With this solution, enterprises can focus on securing the apps and data they use most by prioritizing access based on risk profile and selecting security controls selectively without interrupting business operations.
Key Differentiators
- Netskope may be a forward or reverse proxy for web, private, and SaaS applications.
- This platform helps secure users, apps, data, and devices.
- ZTNA, CASB, private access, next-generation SWG, public cloud security, and advanced analytics are part of its unified cloud-native and real-time solution.
- Netskope SASE helps customers protect themselves against threats like DDoS attacks and malware by removing access to malicious domains at the perimeter edge.
Features
- Automation
- Zero-trust network access
- Threat protection
- Data protection
Cost
Quote-based pricing is available on request.
Skyhigh Security
McAfee Enterprise’s Cloud business rebranded to form Skyhigh Security. Skyhigh’s SASE secures data across the web, cloud, and private apps. The platform enables enterprises to securely connect users to apps and data from any device, anywhere. The platform uses machine learning to generate insight into user behavior and analyze real-time threat intelligence data with predictive modeling.
Key Differentiators
- Skyhigh’s security solution provides granular reporting on top of bandwidth utilization, high-risk service, and user activities.
- It provides enterprise-grade security policies that allow employees to safely use applications on their devices without sacrificing protection or productivity.
- Skyhigh automates manual tasks to gather and analyze evidence.
- Machine learning insight identifies and analyzes risk factors and predicts users’ actions.
Features
- Automation
- Dashboard
- Analytics and reporting
- Remote browser isolation
- Data loss prevention
- Zero-trust network access
Cost
Skyhigh Security provides pricing quotes on request.
Versa
Versa is a SASE solution that integrates a comprehensive set of services through the Versa operating system (VOS), including security, networking SD-WAN, and analytics. The solution delivers holistic enterprise-wide IT strategy and management to meet the needs of both security professionals and network managers. The services are orchestrated and delivered integrated to provide enhanced visibility, agility, and protection.
Key Differentiators
- Versa supports cloud, on-premises, or blended deployment.

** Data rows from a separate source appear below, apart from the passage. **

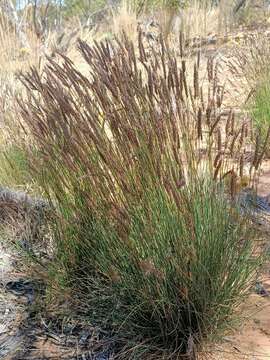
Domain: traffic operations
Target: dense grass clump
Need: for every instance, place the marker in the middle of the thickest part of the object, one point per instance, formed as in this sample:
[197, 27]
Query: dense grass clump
[135, 156]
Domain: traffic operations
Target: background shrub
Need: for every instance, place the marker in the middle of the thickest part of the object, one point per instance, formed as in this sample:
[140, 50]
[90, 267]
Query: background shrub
[135, 158]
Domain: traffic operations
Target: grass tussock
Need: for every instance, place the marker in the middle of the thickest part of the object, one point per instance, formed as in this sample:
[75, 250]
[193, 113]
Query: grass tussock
[144, 167]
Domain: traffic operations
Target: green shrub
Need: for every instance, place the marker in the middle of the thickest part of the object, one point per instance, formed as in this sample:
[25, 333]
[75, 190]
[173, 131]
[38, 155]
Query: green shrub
[135, 158]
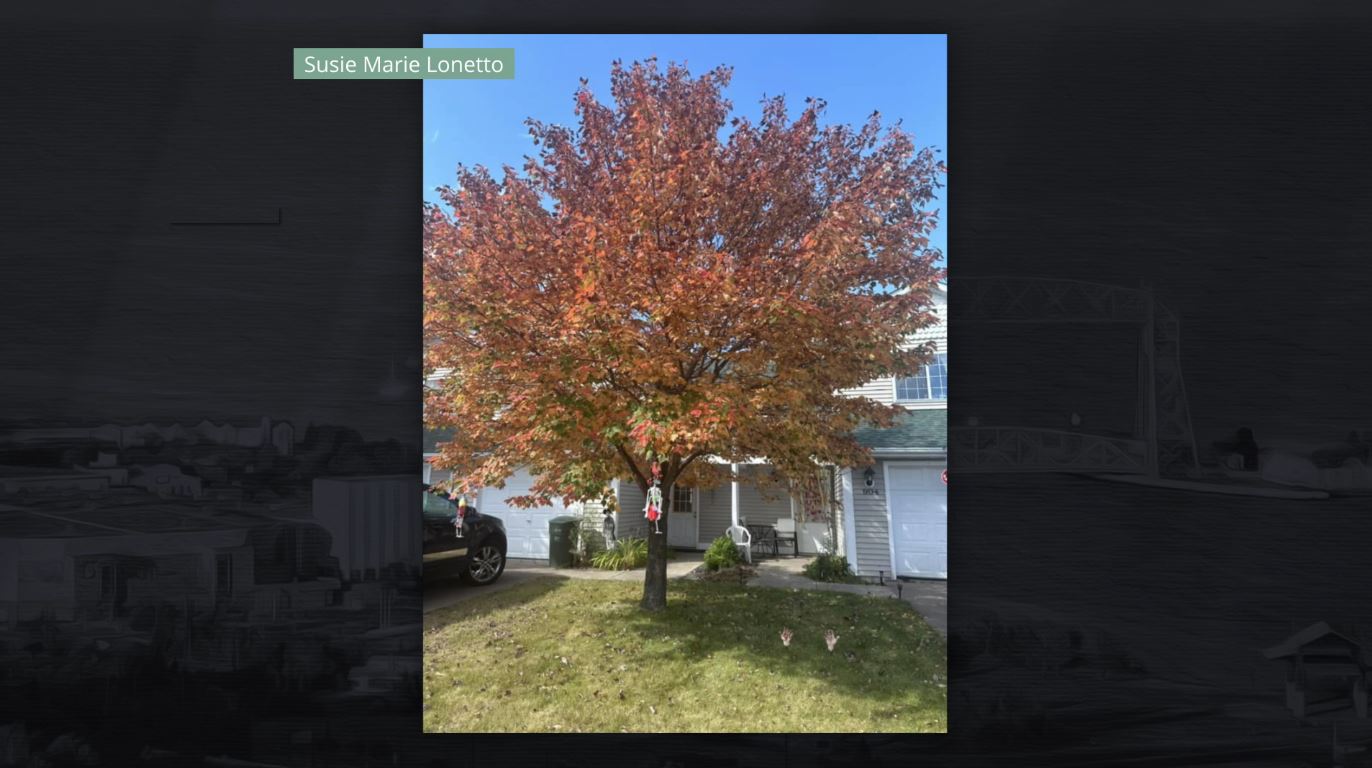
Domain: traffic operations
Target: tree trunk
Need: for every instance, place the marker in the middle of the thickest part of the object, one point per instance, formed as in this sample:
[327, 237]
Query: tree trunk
[655, 576]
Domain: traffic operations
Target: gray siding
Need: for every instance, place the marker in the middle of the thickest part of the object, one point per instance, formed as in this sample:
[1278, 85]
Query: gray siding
[630, 521]
[841, 542]
[870, 523]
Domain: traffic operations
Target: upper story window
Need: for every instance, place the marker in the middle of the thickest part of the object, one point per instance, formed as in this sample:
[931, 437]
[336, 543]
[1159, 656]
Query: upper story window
[929, 384]
[681, 499]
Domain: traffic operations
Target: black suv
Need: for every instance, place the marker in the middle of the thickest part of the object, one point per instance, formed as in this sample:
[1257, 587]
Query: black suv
[478, 556]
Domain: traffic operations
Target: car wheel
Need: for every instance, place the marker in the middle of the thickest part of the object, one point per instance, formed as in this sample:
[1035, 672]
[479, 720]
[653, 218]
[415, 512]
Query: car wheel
[487, 564]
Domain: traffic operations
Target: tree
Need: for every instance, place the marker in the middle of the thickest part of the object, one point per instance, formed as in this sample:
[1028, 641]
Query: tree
[668, 284]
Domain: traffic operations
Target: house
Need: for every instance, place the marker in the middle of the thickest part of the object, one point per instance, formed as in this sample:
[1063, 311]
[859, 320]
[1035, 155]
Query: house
[1324, 671]
[886, 519]
[113, 561]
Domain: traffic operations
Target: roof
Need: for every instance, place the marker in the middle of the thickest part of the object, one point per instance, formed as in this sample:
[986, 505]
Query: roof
[915, 431]
[1310, 634]
[120, 514]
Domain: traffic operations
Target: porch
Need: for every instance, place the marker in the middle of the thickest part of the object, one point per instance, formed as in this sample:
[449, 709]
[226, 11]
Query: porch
[703, 514]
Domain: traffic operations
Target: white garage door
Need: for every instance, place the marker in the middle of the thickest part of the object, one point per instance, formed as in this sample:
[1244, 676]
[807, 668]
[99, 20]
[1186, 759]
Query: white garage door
[526, 530]
[918, 520]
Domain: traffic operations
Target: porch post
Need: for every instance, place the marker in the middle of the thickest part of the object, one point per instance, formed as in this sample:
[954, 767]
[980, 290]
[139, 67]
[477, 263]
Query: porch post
[733, 499]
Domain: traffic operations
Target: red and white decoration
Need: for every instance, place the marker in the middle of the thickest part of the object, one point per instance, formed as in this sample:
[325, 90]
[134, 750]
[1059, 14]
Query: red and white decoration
[653, 509]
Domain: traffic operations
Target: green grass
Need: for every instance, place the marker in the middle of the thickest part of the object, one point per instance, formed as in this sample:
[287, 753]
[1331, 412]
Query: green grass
[579, 656]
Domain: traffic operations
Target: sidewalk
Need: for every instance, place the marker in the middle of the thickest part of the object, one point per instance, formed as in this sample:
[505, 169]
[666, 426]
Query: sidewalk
[683, 564]
[520, 571]
[928, 597]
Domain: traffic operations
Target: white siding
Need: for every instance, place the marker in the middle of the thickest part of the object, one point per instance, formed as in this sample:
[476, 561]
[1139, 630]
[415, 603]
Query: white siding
[884, 390]
[630, 521]
[714, 513]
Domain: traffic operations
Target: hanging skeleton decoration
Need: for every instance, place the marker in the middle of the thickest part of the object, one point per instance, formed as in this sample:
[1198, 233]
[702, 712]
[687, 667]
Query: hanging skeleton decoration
[653, 509]
[461, 513]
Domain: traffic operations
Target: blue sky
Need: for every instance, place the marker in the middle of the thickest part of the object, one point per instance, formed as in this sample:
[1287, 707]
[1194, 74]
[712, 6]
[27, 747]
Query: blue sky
[482, 121]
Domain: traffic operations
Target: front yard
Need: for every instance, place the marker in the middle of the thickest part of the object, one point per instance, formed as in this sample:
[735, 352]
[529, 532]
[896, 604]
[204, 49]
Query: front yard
[578, 656]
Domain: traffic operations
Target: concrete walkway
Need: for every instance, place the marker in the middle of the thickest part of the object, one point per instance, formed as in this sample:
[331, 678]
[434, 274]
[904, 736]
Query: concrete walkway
[928, 597]
[519, 571]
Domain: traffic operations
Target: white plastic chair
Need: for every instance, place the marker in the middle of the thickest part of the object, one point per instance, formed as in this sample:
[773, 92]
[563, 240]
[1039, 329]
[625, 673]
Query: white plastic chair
[742, 539]
[786, 532]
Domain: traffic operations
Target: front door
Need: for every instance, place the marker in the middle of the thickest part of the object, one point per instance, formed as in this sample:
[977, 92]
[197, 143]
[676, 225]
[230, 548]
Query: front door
[681, 525]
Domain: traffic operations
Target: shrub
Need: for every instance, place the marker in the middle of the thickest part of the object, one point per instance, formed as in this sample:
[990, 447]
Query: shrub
[830, 568]
[722, 553]
[624, 556]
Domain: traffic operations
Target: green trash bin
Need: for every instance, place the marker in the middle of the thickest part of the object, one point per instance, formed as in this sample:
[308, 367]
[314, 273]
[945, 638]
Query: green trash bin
[561, 541]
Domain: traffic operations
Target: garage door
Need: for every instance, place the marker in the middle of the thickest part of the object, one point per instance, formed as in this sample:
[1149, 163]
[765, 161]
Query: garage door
[918, 519]
[526, 530]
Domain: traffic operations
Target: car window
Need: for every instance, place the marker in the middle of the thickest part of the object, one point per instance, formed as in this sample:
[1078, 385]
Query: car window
[438, 506]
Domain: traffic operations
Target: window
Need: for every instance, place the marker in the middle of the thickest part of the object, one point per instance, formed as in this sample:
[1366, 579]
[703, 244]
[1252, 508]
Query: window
[681, 499]
[929, 384]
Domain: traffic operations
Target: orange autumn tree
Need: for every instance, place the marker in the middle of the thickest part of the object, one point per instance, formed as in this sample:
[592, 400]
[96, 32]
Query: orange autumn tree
[667, 284]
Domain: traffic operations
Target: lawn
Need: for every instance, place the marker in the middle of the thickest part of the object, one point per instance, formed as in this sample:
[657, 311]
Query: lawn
[579, 656]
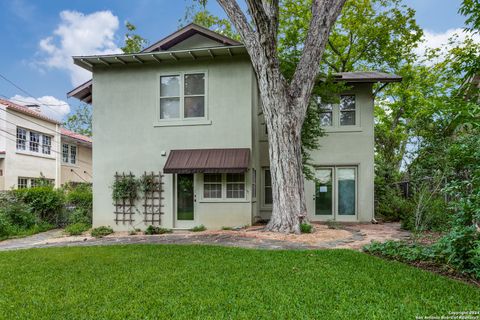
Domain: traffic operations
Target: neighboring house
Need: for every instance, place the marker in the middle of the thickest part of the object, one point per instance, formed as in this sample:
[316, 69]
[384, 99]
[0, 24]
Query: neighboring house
[188, 106]
[33, 146]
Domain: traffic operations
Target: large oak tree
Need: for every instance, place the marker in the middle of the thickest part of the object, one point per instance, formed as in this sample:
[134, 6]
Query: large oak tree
[284, 102]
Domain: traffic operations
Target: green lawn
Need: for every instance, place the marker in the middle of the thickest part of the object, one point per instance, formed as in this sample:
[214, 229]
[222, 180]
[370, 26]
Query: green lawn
[202, 282]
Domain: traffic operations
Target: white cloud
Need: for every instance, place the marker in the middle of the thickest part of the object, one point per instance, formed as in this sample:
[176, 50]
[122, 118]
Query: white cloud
[49, 106]
[79, 34]
[442, 40]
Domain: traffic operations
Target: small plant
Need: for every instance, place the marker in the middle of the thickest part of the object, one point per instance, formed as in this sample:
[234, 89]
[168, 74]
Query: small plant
[306, 227]
[77, 228]
[332, 224]
[101, 232]
[157, 230]
[125, 187]
[148, 183]
[198, 228]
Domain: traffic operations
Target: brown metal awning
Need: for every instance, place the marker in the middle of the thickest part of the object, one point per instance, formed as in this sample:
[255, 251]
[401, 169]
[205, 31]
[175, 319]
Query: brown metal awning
[207, 161]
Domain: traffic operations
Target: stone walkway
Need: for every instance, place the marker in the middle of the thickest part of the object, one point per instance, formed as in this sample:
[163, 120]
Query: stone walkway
[349, 237]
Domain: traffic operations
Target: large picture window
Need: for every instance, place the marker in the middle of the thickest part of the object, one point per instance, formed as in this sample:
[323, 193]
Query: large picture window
[336, 191]
[224, 186]
[182, 96]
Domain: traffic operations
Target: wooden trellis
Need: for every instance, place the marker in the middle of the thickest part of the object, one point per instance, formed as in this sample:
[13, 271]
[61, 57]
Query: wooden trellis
[124, 208]
[153, 204]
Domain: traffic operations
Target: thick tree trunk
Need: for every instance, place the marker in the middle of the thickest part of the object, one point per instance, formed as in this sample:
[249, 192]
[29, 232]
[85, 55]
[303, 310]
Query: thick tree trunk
[287, 177]
[284, 105]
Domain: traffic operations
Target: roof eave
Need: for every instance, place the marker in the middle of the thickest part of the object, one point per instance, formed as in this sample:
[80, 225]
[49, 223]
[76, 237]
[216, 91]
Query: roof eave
[89, 62]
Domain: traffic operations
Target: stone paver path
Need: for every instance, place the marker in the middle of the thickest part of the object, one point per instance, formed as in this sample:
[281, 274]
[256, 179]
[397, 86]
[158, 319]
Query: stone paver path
[351, 237]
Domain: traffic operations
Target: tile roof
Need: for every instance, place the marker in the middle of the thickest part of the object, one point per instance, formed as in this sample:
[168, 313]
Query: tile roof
[22, 109]
[74, 135]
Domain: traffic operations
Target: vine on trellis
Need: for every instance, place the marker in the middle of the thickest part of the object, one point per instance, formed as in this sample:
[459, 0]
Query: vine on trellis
[152, 187]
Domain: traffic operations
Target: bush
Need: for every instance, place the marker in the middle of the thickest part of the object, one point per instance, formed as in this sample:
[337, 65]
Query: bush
[101, 232]
[198, 228]
[156, 230]
[77, 229]
[5, 226]
[306, 228]
[17, 213]
[79, 196]
[80, 215]
[45, 202]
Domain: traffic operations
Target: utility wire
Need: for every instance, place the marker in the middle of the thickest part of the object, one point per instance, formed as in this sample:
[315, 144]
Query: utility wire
[26, 92]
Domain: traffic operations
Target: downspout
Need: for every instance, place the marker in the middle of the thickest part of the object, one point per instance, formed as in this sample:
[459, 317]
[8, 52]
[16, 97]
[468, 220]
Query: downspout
[58, 158]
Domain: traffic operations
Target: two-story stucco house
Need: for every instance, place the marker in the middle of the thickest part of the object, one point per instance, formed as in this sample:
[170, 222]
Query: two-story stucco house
[34, 146]
[188, 106]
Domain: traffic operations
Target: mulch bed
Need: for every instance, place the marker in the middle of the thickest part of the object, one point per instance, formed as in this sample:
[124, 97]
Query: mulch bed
[443, 270]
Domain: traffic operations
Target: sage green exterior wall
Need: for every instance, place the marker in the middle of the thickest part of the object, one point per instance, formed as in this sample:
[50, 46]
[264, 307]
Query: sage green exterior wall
[342, 146]
[128, 137]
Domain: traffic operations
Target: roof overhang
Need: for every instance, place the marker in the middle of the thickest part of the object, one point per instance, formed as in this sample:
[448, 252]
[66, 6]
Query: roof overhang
[208, 161]
[157, 57]
[366, 77]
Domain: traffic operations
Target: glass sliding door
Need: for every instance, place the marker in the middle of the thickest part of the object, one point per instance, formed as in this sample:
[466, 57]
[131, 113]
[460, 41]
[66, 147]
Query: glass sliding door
[185, 197]
[324, 192]
[346, 189]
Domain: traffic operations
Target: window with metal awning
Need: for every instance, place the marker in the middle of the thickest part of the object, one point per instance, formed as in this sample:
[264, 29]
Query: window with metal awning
[235, 160]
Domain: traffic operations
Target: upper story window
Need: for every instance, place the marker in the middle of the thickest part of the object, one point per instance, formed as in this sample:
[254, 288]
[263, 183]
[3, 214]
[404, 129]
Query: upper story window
[21, 139]
[46, 144]
[34, 141]
[69, 153]
[347, 110]
[342, 114]
[182, 96]
[37, 142]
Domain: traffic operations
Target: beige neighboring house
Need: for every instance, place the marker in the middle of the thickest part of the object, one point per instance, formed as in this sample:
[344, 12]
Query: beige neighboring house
[188, 106]
[33, 145]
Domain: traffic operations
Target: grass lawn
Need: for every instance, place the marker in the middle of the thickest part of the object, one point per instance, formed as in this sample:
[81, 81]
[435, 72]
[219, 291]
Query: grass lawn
[206, 282]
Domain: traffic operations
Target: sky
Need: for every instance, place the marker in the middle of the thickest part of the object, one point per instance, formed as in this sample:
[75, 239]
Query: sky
[38, 39]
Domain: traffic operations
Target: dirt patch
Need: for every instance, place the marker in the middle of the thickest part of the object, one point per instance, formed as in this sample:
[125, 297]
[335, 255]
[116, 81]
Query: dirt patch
[321, 233]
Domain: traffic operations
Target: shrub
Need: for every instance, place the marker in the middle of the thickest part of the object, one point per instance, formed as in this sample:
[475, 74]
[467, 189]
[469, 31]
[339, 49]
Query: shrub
[45, 202]
[19, 214]
[125, 188]
[306, 227]
[80, 215]
[79, 196]
[101, 232]
[77, 228]
[198, 228]
[156, 230]
[5, 226]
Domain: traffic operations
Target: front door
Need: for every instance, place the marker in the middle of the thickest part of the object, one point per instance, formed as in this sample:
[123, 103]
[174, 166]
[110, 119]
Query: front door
[185, 213]
[335, 196]
[323, 196]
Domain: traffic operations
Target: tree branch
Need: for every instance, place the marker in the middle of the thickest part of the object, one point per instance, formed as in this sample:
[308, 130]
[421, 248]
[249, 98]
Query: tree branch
[324, 15]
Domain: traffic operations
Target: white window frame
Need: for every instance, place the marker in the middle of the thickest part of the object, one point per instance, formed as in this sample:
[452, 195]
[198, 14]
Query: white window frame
[181, 121]
[27, 143]
[69, 149]
[336, 126]
[22, 141]
[224, 190]
[46, 147]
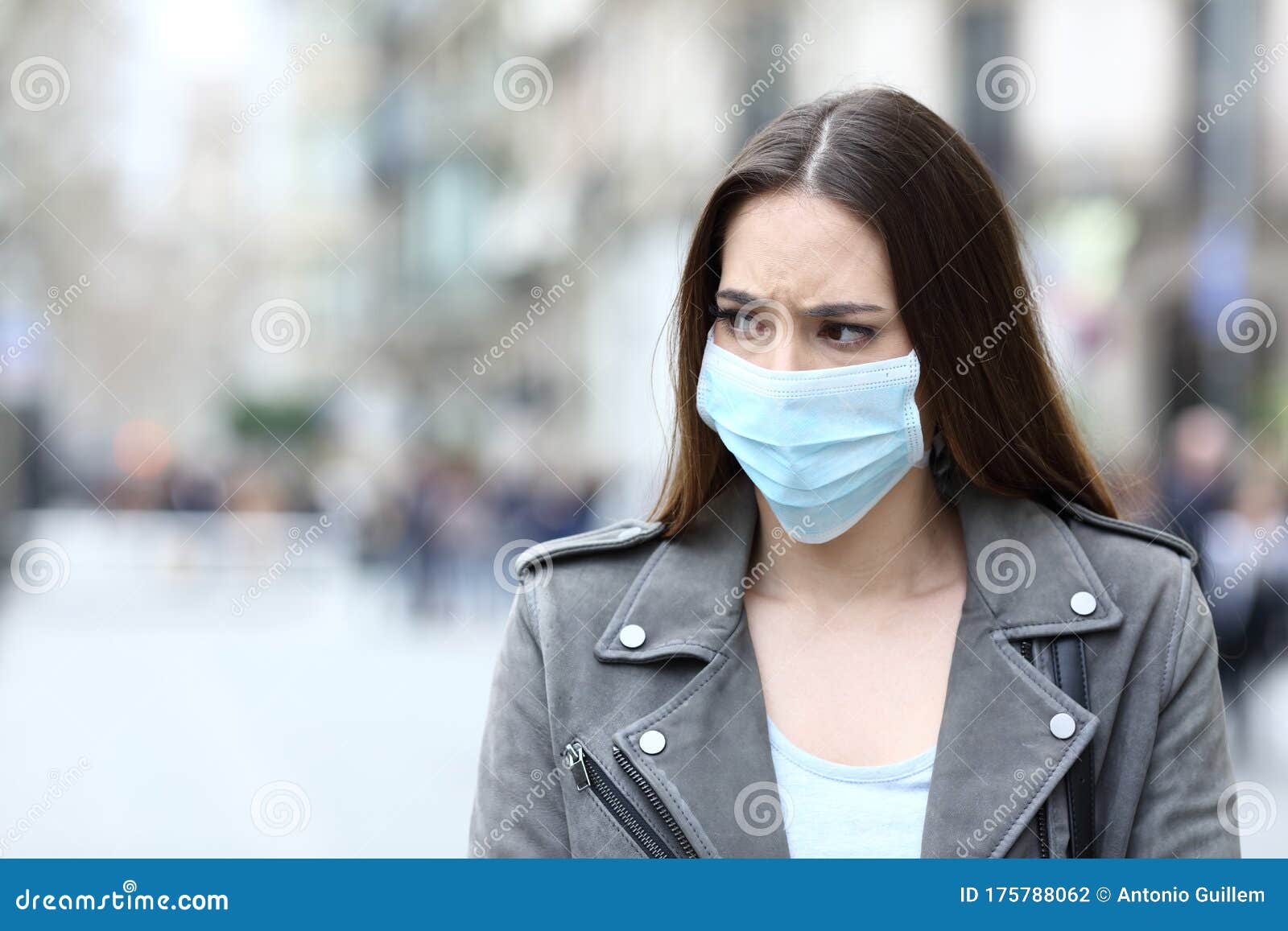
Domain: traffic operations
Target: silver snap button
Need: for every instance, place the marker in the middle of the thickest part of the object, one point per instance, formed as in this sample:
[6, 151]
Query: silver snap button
[1084, 603]
[1063, 725]
[631, 636]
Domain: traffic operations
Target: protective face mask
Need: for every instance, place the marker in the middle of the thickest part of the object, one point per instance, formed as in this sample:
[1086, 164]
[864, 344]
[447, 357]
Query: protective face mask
[824, 444]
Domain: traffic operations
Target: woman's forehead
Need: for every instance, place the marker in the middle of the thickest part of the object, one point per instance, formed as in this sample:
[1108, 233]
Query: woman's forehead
[805, 249]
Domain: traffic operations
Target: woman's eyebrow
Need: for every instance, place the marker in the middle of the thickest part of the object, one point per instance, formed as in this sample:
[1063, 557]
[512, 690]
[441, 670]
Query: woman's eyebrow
[835, 309]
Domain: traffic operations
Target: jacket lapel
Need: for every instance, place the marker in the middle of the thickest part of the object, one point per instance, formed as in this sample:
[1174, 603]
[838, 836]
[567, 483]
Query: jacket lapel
[998, 757]
[716, 761]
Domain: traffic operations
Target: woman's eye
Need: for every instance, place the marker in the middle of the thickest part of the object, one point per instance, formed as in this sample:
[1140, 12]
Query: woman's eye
[847, 334]
[757, 325]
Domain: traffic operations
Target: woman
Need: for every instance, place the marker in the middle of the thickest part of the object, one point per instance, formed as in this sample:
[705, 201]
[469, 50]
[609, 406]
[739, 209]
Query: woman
[886, 607]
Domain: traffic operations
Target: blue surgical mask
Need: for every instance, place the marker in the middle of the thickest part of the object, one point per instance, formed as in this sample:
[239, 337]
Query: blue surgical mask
[822, 444]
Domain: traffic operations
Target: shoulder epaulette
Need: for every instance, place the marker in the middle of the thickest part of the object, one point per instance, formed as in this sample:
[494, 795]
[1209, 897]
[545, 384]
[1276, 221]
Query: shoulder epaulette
[616, 536]
[1139, 531]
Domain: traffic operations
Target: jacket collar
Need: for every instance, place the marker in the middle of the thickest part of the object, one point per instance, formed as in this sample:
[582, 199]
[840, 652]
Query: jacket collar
[996, 759]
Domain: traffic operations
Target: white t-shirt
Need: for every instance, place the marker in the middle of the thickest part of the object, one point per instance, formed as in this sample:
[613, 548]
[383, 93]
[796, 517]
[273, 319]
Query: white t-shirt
[834, 810]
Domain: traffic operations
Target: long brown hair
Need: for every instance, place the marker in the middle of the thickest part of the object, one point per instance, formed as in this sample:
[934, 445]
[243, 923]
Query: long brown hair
[960, 277]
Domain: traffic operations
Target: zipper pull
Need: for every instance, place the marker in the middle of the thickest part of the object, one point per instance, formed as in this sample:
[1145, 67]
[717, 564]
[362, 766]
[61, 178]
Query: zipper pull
[575, 759]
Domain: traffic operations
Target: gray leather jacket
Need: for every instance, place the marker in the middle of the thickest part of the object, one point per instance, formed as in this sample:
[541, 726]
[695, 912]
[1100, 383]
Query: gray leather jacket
[620, 635]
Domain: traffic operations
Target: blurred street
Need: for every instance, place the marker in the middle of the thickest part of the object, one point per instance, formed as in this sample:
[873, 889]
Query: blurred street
[137, 674]
[315, 315]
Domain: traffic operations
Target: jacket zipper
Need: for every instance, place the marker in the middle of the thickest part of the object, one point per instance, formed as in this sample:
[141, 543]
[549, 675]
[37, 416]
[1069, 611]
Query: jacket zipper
[1043, 837]
[588, 774]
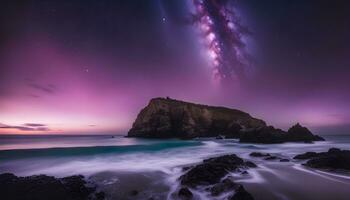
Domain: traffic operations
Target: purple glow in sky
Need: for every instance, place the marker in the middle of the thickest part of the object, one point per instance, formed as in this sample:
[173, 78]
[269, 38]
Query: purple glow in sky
[89, 67]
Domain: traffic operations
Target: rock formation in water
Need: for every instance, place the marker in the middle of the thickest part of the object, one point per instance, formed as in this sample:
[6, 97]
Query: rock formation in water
[335, 159]
[169, 118]
[211, 175]
[44, 187]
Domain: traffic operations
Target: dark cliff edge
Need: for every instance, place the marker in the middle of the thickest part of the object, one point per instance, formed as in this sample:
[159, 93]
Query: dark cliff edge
[169, 118]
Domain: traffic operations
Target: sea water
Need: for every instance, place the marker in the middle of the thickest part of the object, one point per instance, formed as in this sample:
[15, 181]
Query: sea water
[120, 165]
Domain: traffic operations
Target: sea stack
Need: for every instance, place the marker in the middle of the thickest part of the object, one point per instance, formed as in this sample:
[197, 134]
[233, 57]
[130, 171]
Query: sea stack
[170, 118]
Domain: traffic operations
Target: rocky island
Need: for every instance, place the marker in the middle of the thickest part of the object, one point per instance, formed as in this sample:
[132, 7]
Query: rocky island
[170, 118]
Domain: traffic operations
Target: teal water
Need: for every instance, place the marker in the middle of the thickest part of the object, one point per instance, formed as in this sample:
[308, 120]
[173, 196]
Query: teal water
[155, 165]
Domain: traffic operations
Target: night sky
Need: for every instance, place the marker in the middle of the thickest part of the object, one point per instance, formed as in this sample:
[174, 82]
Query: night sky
[90, 66]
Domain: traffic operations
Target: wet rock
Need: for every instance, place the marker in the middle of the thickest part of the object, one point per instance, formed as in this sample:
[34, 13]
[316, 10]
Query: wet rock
[259, 154]
[241, 194]
[220, 137]
[44, 187]
[244, 173]
[271, 135]
[299, 133]
[333, 159]
[306, 155]
[185, 194]
[224, 186]
[250, 164]
[284, 160]
[134, 193]
[212, 170]
[271, 158]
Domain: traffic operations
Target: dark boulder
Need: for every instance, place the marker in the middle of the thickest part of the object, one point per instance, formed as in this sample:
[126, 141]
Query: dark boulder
[241, 194]
[210, 173]
[212, 170]
[299, 133]
[335, 159]
[185, 194]
[306, 155]
[44, 187]
[271, 135]
[271, 158]
[224, 186]
[284, 160]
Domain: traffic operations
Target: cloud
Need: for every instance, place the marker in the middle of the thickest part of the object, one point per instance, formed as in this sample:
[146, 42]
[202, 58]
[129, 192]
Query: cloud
[34, 124]
[49, 88]
[26, 127]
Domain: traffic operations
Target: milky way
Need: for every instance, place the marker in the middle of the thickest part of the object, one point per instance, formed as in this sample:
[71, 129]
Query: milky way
[223, 35]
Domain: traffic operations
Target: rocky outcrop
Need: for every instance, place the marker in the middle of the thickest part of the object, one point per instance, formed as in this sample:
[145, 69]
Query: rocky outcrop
[210, 173]
[334, 159]
[299, 133]
[169, 118]
[270, 135]
[44, 187]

- Versa Next Generation Firewall features decryption capabilities, macro- and microsegmentation, and full multi-tenancy, giving comprehensive security along the enterprise’s perimeter.
- The solution protects all devices with varying potential vulnerabilities and exploits, including various operating systems, IoT devices, and BYOD.
- Versa scans user sessions for risk based on URL filtering and categorization.
Features
- Multi-tenancy
- Versa operating system
- Analytics
- Routing
- NGFWaaS
- URL filtering
- Automation
- Multi-factor authentication
Cost
Pricing is quote-based. Potential buyers can contact Versa for personalized quotes.
How to Choose a SASE Provider
The right SASE provider will have a global presence and can offer exceptional performance and security. They are also known for being flexible and customizable to the needs of their customers.
Plus, they must always be backed by the latest technologies to provide excellent service. When looking for a SASE provider, ensure you find one with all of these qualities, so you don’t run into any issues later on. There is no such thing as too much research regarding choosing your SASE provider.
Before settling for a provider, read user reviews, assess the provider’s product features, understand your enterprise needs, and evaluate their SLA (service-level agreement) commitments. Once you’ve found the perfect provider, ask about pricing plans and contracts. Make sure you get what you’re paying for because your IT infrastructure is very important at the end of the day.